رَاَ  ile başlayan fiil cümlesi muzâfun ileyh olarak mahallen mecrurdur.

رَاَ  elif üzere mukadder fetha ile mebni mazi fiildir. Cemi müzekker has ism-i mevsûl  الَّذ۪ينَ , fail olarak mahallen merfûdur. İsm-i mevsûlun sılası  ظَلَمُوا ’dur. Îrabtan mahalli yoktur.

اَشْرَكُوا  damme üzere mebni mazi fiildir. Zamir olan çoğul و ı fail olarak mahallen merfûdur.

شُرَكَٓاءَهُمْ  mef’ûlun bih olup fetha ile mansubdur.
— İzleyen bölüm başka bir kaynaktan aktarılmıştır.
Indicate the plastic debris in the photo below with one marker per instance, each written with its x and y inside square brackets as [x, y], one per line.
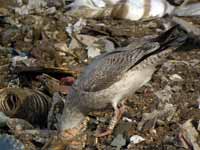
[133, 9]
[8, 142]
[118, 141]
[149, 119]
[135, 139]
[189, 136]
[176, 77]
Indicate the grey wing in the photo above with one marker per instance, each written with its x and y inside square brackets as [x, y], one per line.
[109, 68]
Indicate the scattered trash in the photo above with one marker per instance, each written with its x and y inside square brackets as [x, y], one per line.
[135, 139]
[149, 119]
[127, 119]
[189, 136]
[8, 142]
[25, 103]
[118, 141]
[165, 95]
[132, 9]
[176, 77]
[46, 44]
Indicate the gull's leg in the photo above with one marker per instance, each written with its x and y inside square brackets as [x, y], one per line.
[118, 112]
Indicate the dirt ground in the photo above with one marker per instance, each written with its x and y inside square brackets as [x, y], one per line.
[175, 84]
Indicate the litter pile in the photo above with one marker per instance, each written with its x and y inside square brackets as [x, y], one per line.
[46, 44]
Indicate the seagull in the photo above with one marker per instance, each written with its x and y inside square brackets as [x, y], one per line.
[114, 76]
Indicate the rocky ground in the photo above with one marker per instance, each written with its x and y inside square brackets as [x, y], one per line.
[43, 49]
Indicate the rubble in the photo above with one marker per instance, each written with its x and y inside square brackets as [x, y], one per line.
[46, 44]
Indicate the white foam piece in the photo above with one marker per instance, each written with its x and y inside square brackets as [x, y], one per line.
[135, 9]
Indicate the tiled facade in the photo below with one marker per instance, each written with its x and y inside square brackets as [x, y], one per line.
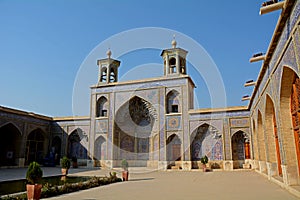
[152, 122]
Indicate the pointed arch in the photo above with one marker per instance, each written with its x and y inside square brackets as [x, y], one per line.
[10, 143]
[240, 145]
[174, 152]
[100, 148]
[289, 114]
[206, 140]
[261, 137]
[133, 127]
[103, 76]
[75, 147]
[14, 124]
[36, 146]
[172, 63]
[255, 141]
[102, 107]
[173, 102]
[272, 134]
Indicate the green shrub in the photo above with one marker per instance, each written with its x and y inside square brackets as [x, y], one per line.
[124, 164]
[204, 160]
[34, 173]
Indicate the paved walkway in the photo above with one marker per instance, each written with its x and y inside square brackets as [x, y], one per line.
[174, 185]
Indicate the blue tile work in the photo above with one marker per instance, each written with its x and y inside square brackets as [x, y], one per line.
[162, 142]
[289, 58]
[110, 142]
[173, 123]
[156, 147]
[218, 124]
[297, 44]
[227, 140]
[221, 115]
[240, 122]
[102, 126]
[295, 14]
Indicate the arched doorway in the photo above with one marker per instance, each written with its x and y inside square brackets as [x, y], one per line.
[56, 149]
[174, 148]
[75, 149]
[240, 146]
[35, 149]
[272, 135]
[289, 115]
[133, 126]
[261, 138]
[295, 111]
[9, 145]
[100, 148]
[206, 140]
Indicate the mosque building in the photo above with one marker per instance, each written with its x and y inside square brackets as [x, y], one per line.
[152, 122]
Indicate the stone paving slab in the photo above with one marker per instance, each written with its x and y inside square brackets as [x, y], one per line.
[185, 185]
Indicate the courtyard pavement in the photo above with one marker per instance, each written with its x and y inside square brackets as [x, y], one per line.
[147, 184]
Muttasıl zamir  هُمْ  muzâfun ileyh olarak mahallen mecrurdur.

فَ  karînesi olmadan gelen  قَالُوا رَبَّـنَا هٰٓؤُ۬لَٓاءِ شُرَكَٓاؤُ۬نَا  cümlesi şartın cevabıdır.

قَالُوا  damme üzere mebni mazi fiildir. Zamir olan çoğul  و ’ı fail olup mahallen merfûdur.

Mekulü’l-kavl cümlesi   رَبَّـنَا هٰٓؤُ۬لَٓاءِ ’dir.  قَالُوا  fiilinin mef’ûlu olarak mahallen mansubdur.

Nida harfi mahzuftur. Münada olan  رَبَّ , muzâftır. Mütekellim zamiri  نَا  muzâfun ileyh olarak mahallen mecrurdur.

Nidanın cevabı  هٰٓؤُ۬لَٓاءِ شُرَكَٓاؤُ۬نَا ’dır.

İsm-i işaret  هٰٓؤُ۬لَٓاءِ  mübteda olarak mahallen merfûdur.  شُرَكَٓاؤُ۬نَا  haber olup lafzen merfûdur. Mütekellim zamiri  نَا  muzâfun ileyh olarak mahallen mecrurdur. 

الَّذ۪ينَ  cemi müzekker has ism-i mevsûl,  شُرَكَٓاؤُ۬نَا ’nın sıfatı olarak mahallen merfûdur. İsm-i mevsûlun sılası  كُنَّا نَدْعُوا مِنْ دُونِكَ ’nın dahil olduğu isim cümlesidir. Îrabtan mahalli yoktur.

كان  isim cümlesinin önüne geldiğinde, ismini ref haberini nasb eder.  كُنَّا  sükun üzere mebni nakıs fiildir.

كُنَّا ’nın ismi, mütekellim zamiri  نَا , mahallen merfûdur.

نَدْعُوا  fiili  كُنَّا ’nın haberi olarak mahallen merfûdur.  نَدْعُوا  fiili,  و  üzere mukadder damme ile merfû muzari fiildir. Faili müstetir olup takdiri  نحن ’dur.

مِنْ دُونِكَ  car mecruru  نَدْعُوا ’deki mef’ûlun mahzuf haline müteallıktır. Muttasıl zamir  كَ  muzâfun ileyh olarak mahallen mecrurdur.  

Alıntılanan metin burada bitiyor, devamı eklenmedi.